Crys: I think my recommendation is, number one, challenge the definition of flaws. Look and see whether what you are labeling a flaw is a challenge rather than a flaw. I don’t know. I know I’m digging into my personal biases on what is a flaw on that one. And the other thing would be to question what is the lie your character believes, and what that means for them.
What does that mean about how they view the world? What caused it? With Jessica Jones as our example, I would say that the lie that she believes is… there’s a few, but that’s fine. One, she can’t trust anybody to take care of her. Two, the only way to deal with emotions is to kill them. And three, she can’t escape.
JP: Yup.
I would say those are three of the lies she believes, and she is forced to face them. People challenge her with them, she hasn’t necessarily always listened to them… rarely listens to them. But she’s faced with those lies all the time, and they are either reinforced or challenged, and they formulate her path.
JP: I really like where you’re going with that because if you break down that character with those lies then the follow-up question is how does she cope with those lies?
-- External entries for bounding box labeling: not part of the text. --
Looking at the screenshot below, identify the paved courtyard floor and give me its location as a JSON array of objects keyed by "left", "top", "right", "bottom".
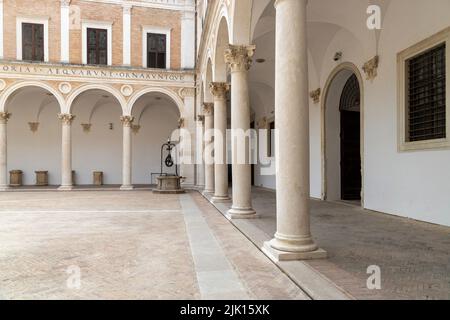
[
  {"left": 207, "top": 188, "right": 450, "bottom": 300},
  {"left": 0, "top": 189, "right": 450, "bottom": 299},
  {"left": 0, "top": 191, "right": 309, "bottom": 299}
]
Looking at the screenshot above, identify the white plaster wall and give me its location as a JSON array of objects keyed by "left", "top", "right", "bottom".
[
  {"left": 72, "top": 97, "right": 122, "bottom": 185},
  {"left": 132, "top": 105, "right": 179, "bottom": 184}
]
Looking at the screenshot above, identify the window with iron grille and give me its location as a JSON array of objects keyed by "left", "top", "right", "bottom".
[
  {"left": 405, "top": 43, "right": 447, "bottom": 142},
  {"left": 22, "top": 23, "right": 44, "bottom": 61},
  {"left": 87, "top": 28, "right": 108, "bottom": 65}
]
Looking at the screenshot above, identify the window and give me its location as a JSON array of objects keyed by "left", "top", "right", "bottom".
[
  {"left": 87, "top": 28, "right": 108, "bottom": 65},
  {"left": 16, "top": 17, "right": 49, "bottom": 62},
  {"left": 81, "top": 20, "right": 113, "bottom": 66},
  {"left": 142, "top": 26, "right": 172, "bottom": 69},
  {"left": 22, "top": 23, "right": 44, "bottom": 61},
  {"left": 399, "top": 30, "right": 450, "bottom": 151},
  {"left": 147, "top": 33, "right": 167, "bottom": 69}
]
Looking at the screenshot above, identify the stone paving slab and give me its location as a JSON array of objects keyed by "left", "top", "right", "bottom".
[{"left": 0, "top": 191, "right": 309, "bottom": 300}]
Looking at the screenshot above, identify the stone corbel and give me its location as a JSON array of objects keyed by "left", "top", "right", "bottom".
[
  {"left": 81, "top": 123, "right": 92, "bottom": 133},
  {"left": 363, "top": 56, "right": 380, "bottom": 81},
  {"left": 120, "top": 116, "right": 134, "bottom": 128},
  {"left": 0, "top": 112, "right": 11, "bottom": 123},
  {"left": 178, "top": 118, "right": 185, "bottom": 129},
  {"left": 131, "top": 124, "right": 141, "bottom": 134},
  {"left": 309, "top": 88, "right": 322, "bottom": 104},
  {"left": 225, "top": 45, "right": 256, "bottom": 72},
  {"left": 28, "top": 122, "right": 39, "bottom": 133}
]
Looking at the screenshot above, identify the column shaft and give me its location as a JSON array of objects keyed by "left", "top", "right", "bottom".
[
  {"left": 265, "top": 0, "right": 324, "bottom": 260},
  {"left": 225, "top": 46, "right": 256, "bottom": 219},
  {"left": 203, "top": 103, "right": 214, "bottom": 194},
  {"left": 211, "top": 83, "right": 230, "bottom": 202},
  {"left": 0, "top": 112, "right": 11, "bottom": 191},
  {"left": 120, "top": 116, "right": 134, "bottom": 190},
  {"left": 58, "top": 114, "right": 75, "bottom": 191}
]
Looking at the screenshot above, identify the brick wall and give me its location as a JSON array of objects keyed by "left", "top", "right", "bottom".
[
  {"left": 3, "top": 0, "right": 61, "bottom": 62},
  {"left": 4, "top": 0, "right": 181, "bottom": 69}
]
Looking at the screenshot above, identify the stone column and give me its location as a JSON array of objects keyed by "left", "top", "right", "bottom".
[
  {"left": 0, "top": 112, "right": 11, "bottom": 191},
  {"left": 120, "top": 116, "right": 134, "bottom": 191},
  {"left": 58, "top": 114, "right": 75, "bottom": 191},
  {"left": 122, "top": 3, "right": 133, "bottom": 66},
  {"left": 264, "top": 0, "right": 326, "bottom": 261},
  {"left": 203, "top": 103, "right": 214, "bottom": 194},
  {"left": 196, "top": 115, "right": 205, "bottom": 189},
  {"left": 210, "top": 82, "right": 231, "bottom": 202},
  {"left": 61, "top": 0, "right": 70, "bottom": 63},
  {"left": 225, "top": 45, "right": 256, "bottom": 219}
]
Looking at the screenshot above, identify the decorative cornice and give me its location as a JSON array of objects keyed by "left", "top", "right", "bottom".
[
  {"left": 0, "top": 112, "right": 11, "bottom": 123},
  {"left": 28, "top": 122, "right": 39, "bottom": 133},
  {"left": 225, "top": 45, "right": 256, "bottom": 72},
  {"left": 309, "top": 88, "right": 322, "bottom": 104},
  {"left": 58, "top": 113, "right": 75, "bottom": 126},
  {"left": 120, "top": 116, "right": 134, "bottom": 128},
  {"left": 363, "top": 56, "right": 380, "bottom": 80},
  {"left": 209, "top": 82, "right": 230, "bottom": 100},
  {"left": 203, "top": 102, "right": 214, "bottom": 117}
]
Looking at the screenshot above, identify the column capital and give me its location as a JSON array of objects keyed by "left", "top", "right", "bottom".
[
  {"left": 58, "top": 113, "right": 75, "bottom": 126},
  {"left": 209, "top": 82, "right": 230, "bottom": 100},
  {"left": 203, "top": 102, "right": 214, "bottom": 117},
  {"left": 60, "top": 0, "right": 71, "bottom": 7},
  {"left": 0, "top": 112, "right": 11, "bottom": 123},
  {"left": 120, "top": 116, "right": 134, "bottom": 128},
  {"left": 122, "top": 3, "right": 133, "bottom": 14},
  {"left": 225, "top": 44, "right": 256, "bottom": 72},
  {"left": 197, "top": 115, "right": 205, "bottom": 123}
]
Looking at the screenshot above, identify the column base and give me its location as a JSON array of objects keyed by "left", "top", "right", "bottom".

And that’s where you get her drinking problem. And so that can answer your question. If I want to write a character with a drinking problem, do these lies feed into that? Or am I just writing a character with a drinking problem?
Crys: I have done that before, just written a character with a drinking problem because it’s dark! It’s gritty! And sometimes if it’s just a side character, you don’t need to know their entire wound. But if it’s your main character, if it’s your antagonist, if there’s anybody central to the plot, I really like considering what the lie s that the character believes.
JP: Yeah. Excellent. All right. So what is our question for our listeners?
Crys: My question for the listeners is: Can you share an example of one of your favorite flawed characters?
It can be one you’ve created or one you’ve watched or read. I don’t care. I just want to know some really interesting flawed characters, and what your interpretation is of the lie they believe.
JP: Excellent.
Crys: Alrighty. See you next week.
JP: See you later.
Abraham Benguigui says
President Snow from the Hunger games, who in the trilogy seems to be this elitist all evil character. But then, with the spinoff of “The Ballard Of Songbirds And Snakes” you really come to understand him and his motives, even thought you as the reader would probably not agree with them and wouldn’t have acted the same way. He is still a manipulative evil genius, but he also has gone through a lot of traumas. He is quite Machiavellian, but Suzanne Collins does a magnificent job at showing us a young Snow and his first experiences with love, grief, and power.
Crys says
Ooh, I didn’t know about the spinoff! I need to add it to my list.